CHAPTER XX
MEN OF CONSCIENCE!
There was a moment’s silence. Then Dyke spoke up. “We’ll be up ag’inst it hard with our left-hand hitters if they keep on holdin’ Locke in reserve for us,” he said. “Lisotte, McGovern, Bernsteine, Mace—he’s got their number, ev’ry one of ’em. It was pitiful to see them tryin’ to hit him to-day.”
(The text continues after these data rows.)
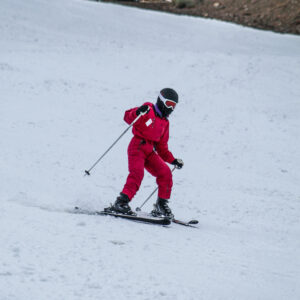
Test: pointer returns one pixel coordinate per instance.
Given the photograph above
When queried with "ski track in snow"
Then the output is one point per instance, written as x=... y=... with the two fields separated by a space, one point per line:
x=68 y=71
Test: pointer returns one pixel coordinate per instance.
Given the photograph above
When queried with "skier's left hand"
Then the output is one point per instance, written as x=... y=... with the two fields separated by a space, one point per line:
x=178 y=163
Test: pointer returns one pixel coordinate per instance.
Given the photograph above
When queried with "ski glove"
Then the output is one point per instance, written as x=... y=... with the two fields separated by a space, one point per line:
x=143 y=109
x=178 y=163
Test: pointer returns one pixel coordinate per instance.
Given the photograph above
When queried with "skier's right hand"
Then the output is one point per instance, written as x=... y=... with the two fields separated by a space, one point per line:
x=143 y=109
“Never suffered more at a game in all my life,” sighed Jorkins. “Every time a man fanned and those Kingsbridgers howled, I had an attack of heart disease. Then think of them loading up with brooms, and bells, and tin horns, and parading through the main street! It was insulting.”
“Insulting!” gurgled Butler. “Wonder they weren’t pelted with rotten eggs.”
“It would have been unfortunate if they’d caught anybody shyin’ rotten eggs at them,” said Riley. “They were primed for a ruction, and there’d have been merry blazes to pay. Now, gents, just you calm down, and wait for me to straighten things out. Losin’ this game to-day hit me just as hard as anybody, for I had an idea we’d bag it, dead sure.”
“And your confidence, which you expressed unreserved last night, cost me good money,” murmured Fancy.
“You’ve won enough in the past to stand one or two losings.”
“I wish you could give us an idea what you propose to do,” urged Jorkins.
“I don’t mind sayin’, confidential, that I mean to do some chinnin’ with Bob Hutchinson.”